" E:17120. Determine all prime numbers $n$ that have the property that the
numbers $n^2+6$ and $n^2-6$ are prime .
(Emil Gheorghiu, Timișoara)"
ANSWER CiP
$$n=5$$
Solution CiP
Let's make some attempts:
$n=2\;\;:\;n^2+6=10-this\; is \;NOT \;prime,\;\;n^2-6=-2;$
$n=3\;\;:\;n^2+6=15-this\; is \;NOT \;prime,\;\;n^2-6=3;$
$n=5\;\;:\;n^2+6=31,\;\;n^2-6=19 \;-BOTH \;are\; prime\;\;;$
$n=7\;\;:\;n^2+6=55-this\; is \;NOT \;prime,\;\;n^2-6=43;$
$n=11\;\;:\;n^2+5=127,\;\;n^2-6=115-this\; is \;NOT \;prime:$
$n=13\;\;:n^2+6=175-this\; is \;NOT \;prime,\;\;n^2-6=163;\dots$
Moreover, it is observed that for $n\geqslant 7$, one of the sought numbers is a multiple of 5.

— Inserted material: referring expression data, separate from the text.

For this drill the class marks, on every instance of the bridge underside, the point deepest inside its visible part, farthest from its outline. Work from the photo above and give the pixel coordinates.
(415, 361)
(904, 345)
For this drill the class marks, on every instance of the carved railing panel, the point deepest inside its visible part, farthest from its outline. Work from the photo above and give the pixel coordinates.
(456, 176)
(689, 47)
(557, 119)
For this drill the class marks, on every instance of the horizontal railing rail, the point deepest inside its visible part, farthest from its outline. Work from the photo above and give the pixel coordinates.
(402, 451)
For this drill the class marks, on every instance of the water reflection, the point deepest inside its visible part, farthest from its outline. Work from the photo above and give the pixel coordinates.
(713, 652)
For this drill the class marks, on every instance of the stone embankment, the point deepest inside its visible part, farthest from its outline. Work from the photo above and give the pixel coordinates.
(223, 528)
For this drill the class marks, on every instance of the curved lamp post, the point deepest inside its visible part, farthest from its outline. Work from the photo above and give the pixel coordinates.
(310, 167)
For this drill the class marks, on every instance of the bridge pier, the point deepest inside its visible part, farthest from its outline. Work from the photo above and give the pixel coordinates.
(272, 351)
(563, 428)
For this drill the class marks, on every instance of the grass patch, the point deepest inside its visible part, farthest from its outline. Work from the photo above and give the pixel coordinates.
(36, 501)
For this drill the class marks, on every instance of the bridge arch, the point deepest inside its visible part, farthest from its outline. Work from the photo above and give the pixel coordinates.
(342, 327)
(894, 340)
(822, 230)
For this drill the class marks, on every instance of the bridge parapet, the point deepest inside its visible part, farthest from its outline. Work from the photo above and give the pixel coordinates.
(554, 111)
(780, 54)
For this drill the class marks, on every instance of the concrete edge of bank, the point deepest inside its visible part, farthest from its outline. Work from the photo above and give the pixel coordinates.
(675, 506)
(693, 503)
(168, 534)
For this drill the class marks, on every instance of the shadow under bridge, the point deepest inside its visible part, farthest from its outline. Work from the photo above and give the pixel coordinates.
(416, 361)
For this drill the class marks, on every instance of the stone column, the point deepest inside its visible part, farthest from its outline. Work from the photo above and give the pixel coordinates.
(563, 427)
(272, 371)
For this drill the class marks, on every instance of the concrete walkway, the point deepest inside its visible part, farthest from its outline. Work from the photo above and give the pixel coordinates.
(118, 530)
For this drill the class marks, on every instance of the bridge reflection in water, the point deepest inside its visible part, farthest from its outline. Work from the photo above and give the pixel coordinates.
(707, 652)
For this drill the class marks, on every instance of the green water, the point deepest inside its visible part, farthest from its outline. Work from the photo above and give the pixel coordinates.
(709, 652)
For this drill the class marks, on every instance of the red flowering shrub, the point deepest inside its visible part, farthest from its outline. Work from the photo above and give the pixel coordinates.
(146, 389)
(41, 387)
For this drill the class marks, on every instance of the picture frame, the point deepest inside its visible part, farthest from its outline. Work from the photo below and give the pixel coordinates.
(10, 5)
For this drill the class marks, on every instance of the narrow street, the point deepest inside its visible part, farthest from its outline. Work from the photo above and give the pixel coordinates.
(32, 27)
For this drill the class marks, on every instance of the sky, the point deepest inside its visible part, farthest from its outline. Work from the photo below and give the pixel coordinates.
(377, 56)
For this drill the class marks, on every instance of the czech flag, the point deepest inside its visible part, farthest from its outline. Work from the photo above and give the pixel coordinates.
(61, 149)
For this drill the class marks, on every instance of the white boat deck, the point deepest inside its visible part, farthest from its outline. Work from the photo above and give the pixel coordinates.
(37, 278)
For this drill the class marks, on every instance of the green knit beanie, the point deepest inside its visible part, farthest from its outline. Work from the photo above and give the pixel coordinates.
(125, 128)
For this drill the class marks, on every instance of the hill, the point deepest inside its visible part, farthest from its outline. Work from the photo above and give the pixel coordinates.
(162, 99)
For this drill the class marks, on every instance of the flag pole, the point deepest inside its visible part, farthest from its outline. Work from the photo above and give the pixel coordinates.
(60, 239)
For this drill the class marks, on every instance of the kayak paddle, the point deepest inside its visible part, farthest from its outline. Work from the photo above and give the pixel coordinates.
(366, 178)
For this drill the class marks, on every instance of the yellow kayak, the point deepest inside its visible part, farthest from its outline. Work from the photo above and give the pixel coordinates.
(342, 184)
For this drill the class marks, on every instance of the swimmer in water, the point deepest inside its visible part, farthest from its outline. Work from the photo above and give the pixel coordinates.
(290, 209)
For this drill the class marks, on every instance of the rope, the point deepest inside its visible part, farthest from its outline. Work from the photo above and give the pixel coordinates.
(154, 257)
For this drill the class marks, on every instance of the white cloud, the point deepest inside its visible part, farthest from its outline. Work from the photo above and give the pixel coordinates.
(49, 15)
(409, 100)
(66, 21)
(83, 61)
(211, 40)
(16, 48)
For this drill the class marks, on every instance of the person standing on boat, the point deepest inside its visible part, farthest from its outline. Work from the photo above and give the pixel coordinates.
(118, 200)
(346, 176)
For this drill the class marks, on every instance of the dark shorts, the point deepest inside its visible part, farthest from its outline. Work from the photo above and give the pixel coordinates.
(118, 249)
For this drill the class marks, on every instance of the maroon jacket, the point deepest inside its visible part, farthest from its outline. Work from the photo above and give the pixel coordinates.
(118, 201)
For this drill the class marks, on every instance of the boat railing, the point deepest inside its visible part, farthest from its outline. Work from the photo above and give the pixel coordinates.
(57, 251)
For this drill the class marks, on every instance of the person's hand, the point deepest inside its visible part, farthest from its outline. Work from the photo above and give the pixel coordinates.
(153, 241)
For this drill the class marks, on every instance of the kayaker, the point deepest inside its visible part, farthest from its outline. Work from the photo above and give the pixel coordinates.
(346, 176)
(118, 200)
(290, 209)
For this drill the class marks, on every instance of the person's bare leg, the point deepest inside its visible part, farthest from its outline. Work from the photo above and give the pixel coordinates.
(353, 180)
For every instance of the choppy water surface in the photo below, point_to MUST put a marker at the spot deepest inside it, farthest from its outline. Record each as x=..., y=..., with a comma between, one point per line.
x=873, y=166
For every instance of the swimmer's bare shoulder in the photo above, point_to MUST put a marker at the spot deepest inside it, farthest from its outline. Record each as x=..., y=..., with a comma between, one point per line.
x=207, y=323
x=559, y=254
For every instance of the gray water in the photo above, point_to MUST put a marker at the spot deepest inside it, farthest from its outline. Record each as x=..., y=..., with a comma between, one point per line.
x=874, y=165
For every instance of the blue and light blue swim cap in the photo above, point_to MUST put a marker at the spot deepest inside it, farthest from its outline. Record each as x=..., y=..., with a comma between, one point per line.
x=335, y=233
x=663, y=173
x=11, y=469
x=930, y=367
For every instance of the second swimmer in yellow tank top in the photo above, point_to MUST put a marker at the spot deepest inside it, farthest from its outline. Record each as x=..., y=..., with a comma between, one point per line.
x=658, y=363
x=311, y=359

Any natural number has one of the forms $5k,\; 5k\pm1,\;5k\pm2,\;\;k\in \mathbb{N}$.
If $n=5k$, being prime it can only be 5. The situation is convenient.
If $n=5k\pm1$ then
$n^2-6=(25k^2\pm10k+1)-6=25k^2\pm10k-5=5\cdot (5k^2\pm2k-1)$
so it is a multiple of 5 and greater than 5 for $n\geqslant11$. None of the numbers are convenient.
If $n=5k\pm2$ then
$n^2+6=(25k^2\pm20k+4)+6=25k^2\pm20k+10=5 \cdot (5k^2\pm4k+2)$
so it is a multiple of 5 and greater than 5 for $n\geqslant 7$ . None of the numbers are convenient.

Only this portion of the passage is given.